À l’inverse de ces bonnes pratiques qui permettraient aux patients, sinon de guérir, au moins d’aller bien mieux, ceux qui propagent la « peur des ondes » infligent une double peine à ceux qu’ils prétendent défendre. Tout d’abord, ils renforcent l’idée que les ondes sont la cause des maux et détournent les personnes souffrantes d’une prise en charge adaptée (appelant, par exemple, à boycotter les 24 centres de consultation mis en place en janvier 2012 dans toute la France). Ainsi, le Professeur Belpomme, l’un des principaux porte-parole du mouvement « anti-ondes », a-t-il ouvert une consultation privée dans une clinique parisienne. Le traitement proposé [1]est à base d’« antagonistes des récepteurs à l’histamine » pour « fermer la barrière électro-encéphalique », une stimulation de la « régénération des astrocytes (des cellules céré- brales) qui ont été détruites par les champs électromagnétiques » et des « tonifiants du système nerveux ». Un jargon scientifique, qui peut impressionner, pour une sorte de « démagnétisation des temps modernes ». Et, comme il est annoncé que ce traitement « ne porte que sur les symptômes », il préconise d’adjoindre des « mesures de protection vis-à-vis des champs électro-magnétiques » : plus de téléphone, de télévision, de Wifi... Peur et isolement renforcés viennent ainsi en complément de l’absence de prise en charge adaptée.

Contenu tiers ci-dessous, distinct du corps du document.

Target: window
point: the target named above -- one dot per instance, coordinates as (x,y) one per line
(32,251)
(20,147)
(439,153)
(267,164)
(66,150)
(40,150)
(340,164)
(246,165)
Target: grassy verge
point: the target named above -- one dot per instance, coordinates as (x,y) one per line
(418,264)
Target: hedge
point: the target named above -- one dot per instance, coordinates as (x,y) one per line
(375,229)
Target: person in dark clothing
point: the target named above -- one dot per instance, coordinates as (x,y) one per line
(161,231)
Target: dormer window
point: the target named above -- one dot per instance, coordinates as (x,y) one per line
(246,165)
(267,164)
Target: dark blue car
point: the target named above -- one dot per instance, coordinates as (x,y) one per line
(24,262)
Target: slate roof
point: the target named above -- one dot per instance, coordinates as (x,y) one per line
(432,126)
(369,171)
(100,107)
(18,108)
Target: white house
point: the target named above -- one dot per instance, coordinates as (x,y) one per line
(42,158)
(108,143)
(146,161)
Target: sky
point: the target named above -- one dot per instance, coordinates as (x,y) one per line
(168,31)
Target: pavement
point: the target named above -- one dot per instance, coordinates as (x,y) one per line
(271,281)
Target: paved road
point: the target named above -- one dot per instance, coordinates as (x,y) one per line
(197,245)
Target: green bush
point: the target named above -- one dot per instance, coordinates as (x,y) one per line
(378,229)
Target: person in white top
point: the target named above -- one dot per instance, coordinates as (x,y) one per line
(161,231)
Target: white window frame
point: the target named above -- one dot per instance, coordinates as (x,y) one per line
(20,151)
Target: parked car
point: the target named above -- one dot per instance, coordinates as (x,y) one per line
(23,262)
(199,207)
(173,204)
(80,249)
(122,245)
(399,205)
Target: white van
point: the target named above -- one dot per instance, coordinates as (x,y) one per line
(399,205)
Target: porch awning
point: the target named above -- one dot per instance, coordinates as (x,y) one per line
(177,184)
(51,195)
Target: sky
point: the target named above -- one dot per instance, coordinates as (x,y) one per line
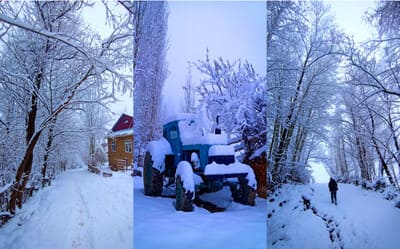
(230,30)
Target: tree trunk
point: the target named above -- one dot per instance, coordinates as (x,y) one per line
(23,173)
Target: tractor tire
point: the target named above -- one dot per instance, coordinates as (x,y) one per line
(244,194)
(184,199)
(152,178)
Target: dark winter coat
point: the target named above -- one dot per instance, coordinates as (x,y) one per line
(332,185)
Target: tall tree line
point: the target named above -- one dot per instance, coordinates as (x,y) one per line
(150,70)
(53,71)
(366,145)
(304,48)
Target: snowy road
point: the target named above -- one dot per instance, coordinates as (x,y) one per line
(362,219)
(80,210)
(158,225)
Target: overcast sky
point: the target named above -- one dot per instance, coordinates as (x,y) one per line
(230,30)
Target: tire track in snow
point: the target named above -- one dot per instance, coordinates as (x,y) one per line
(85,235)
(331,225)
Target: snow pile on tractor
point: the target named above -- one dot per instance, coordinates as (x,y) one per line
(193,162)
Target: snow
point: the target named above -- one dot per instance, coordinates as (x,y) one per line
(120,133)
(179,116)
(5,187)
(236,167)
(79,210)
(158,149)
(159,225)
(184,170)
(362,219)
(221,150)
(191,133)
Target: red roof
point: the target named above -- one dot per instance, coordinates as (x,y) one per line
(124,122)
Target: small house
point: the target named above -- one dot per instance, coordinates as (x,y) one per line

Mais à cela s’ajoute « un parcours médical » qui va coûter très cher à ceux qui le suivent, si l’on en croit les témoignages de patients du Professeur Belpomme : une batterie d’examens sont proposés (encéphaloscan, échographie doppler pulsé cervico-encéphalique et échographie carotidienne) pour lesquels il est suggéré de « prévoir 199 euros en supplément de la carte vitale »[2] suivi d’un prélèvement sanguin pour lequel il faut « prévoir entre 300 et 500 € non remboursés ». Sans compter la consultation elle-même et le traitement qui va suivre... Très cher pour les patients, mais aussi pour la collectivité (la sécurité sociale et les mutuelles).

Science et pseudo-sciences

Références


1 | Interview du Professeur Belpomme, Metro, 10 septembre 2010.